While we are very pleased that GM and the CAW are working closer together these days, the fact is that we still have to do our due diligence. We are working hard. We are committed to finding a strong future for this industry and protecting Canada's portion of this market.

University ResearchOral Questions

2:35 p.m.

Bloc

Pierre Paquette Bloc Joliette, QC

Mr. Speaker, after its ideological cuts to culture, the Conservative government is going after university research by giving funding priority to scholarships for business-related research and thus neglecting all other social sciences.

Will the government stop its attempt to take ideological control of university research, a move that is being unanimously denounced by students, professors and presidents in all universities?

University ResearchOral Questions

2:35 p.m.

Cambridge Ontario

Conservative

Gary Goodyear ConservativeMinister of State (Science and Technology)

Mr. Speaker, the member is absolutely incorrect. I suppose that is okay because that member has voted against the budget anyway, a budget that we have increased every single year that we have been here.

There is a 50% increase in the social sciences scholarship programs. What we heard in prebudget consultations from universities, colleges and researchers was that we actually needed more. So we put more in, almost 3,100 new scholarships across the board, with no reduction in existing scholarships. There are 3,100 new ones which the member voted against.

University ResearchOral Questions

2:35 p.m.

Bloc

Pierre Paquette Bloc Joliette, QC

Mr. Speaker, all additional funds must go to business-related research. That is the reality.

Outraged by the Conservative government's decision, professors have decided to boycott evaluating applications for these ideological scholarships. They feel that if there are additional funds—as the minister of state is suggesting—they should simply be put towards the best applications.

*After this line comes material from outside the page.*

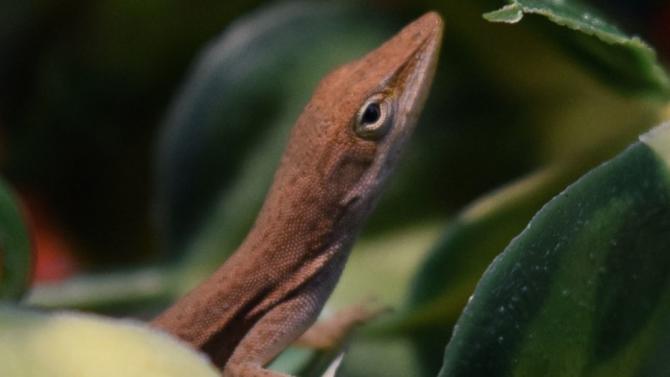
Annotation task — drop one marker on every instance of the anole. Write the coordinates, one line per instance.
(341, 151)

Will the Conservatives give up their simplistic ideas that are counter-productive to research, rectify the situation and leave universities free to conduct the research they feel needs to be done?

University ResearchOral Questions

2:35 p.m.

Cambridge Ontario

Conservative

Gary Goodyear ConservativeMinister of State (Science and Technology)

Mr. Speaker, I mentioned it earlier, but the member was probably not listening, so I will say it again a little bit slower this time.

We have increased funding to the science and tech communities. Out of the $5.1 billion for science and technology, $2 billion is actually going to our universities and colleges. We are proud of that, because under the previous government, that infrastructure was left to dilapidate.

We have added more money to scholarships, more scholarships for more students, more research money, good quality buildings and good equipment. That member has voted against all that.